Nancy Fraser at Dissent:
Bernie Sanders is the exception that proves the rule. Though far from perfect, his campaign directly challenged established political fault lines. By targeting “the billionaire class,” he reached out to those abandoned by progressive neoliberalism, addressing communities struggling to preserve “middle-class” lives as victims of a “rigged economy” who deserve respect and are capable of making common cause with other victims, many of whom never had access to “middle-class” jobs. At the same time, Sanders split off a good chunk of those who had gravitated toward progressive neoliberalism. Though defeated by Clinton, he pointed the way to a potential counterhegemony: in place of the progressive-neoliberal alliance of financialization plus emancipation, he gave us a glimpse of a new, “progressive-populist” bloc combining emancipation with social protection.
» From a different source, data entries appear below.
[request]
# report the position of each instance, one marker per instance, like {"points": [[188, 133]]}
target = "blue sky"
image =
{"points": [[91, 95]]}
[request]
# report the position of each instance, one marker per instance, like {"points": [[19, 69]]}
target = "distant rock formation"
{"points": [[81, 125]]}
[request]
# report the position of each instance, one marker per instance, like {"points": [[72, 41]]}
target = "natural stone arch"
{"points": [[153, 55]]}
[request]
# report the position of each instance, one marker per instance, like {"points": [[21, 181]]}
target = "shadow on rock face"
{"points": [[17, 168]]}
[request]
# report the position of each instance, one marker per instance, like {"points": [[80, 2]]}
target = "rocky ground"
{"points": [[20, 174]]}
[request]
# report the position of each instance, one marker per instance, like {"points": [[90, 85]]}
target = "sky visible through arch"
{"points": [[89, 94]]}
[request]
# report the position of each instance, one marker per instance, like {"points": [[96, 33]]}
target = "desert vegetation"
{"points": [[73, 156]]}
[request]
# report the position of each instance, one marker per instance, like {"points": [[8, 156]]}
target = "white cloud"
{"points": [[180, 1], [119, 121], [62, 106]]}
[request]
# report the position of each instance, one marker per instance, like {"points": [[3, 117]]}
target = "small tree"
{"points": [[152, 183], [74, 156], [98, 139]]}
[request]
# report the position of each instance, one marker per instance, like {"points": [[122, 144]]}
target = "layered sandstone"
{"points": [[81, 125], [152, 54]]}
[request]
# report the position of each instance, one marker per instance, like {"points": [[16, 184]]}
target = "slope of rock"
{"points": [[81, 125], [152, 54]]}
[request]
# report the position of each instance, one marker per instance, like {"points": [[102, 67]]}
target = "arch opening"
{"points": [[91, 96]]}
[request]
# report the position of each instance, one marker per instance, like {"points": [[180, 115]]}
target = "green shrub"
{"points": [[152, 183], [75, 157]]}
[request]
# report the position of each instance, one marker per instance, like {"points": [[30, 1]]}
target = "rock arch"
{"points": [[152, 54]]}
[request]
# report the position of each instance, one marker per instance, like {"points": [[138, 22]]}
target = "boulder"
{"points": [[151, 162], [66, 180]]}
In my view, the Sanders option remains the only principled and winning strategy in the era of Trump. To those who are now mobilizing under the banner of “resistance,” I suggest the counter-project of “course correction.” Whereas the first suggests a doubling down on progressive-neoliberalism’s definition of “us” (progressives) versus “them” (Trump’s “deplorable” supporters), the second means redrawing the political map—by forging common cause among all whom his administration is set to betray: not just the immigrants, feminists, and people of color who voted against him, but also the rust-belt and Southern working-class strata who voted for him. Contra Brenner, the point is not to dissolve “identity politics” into “class politics.” It is to clearly identify the shared roots of class and status injustices in financialized capitalism, and to build alliances among those who must join together to fight against both of them.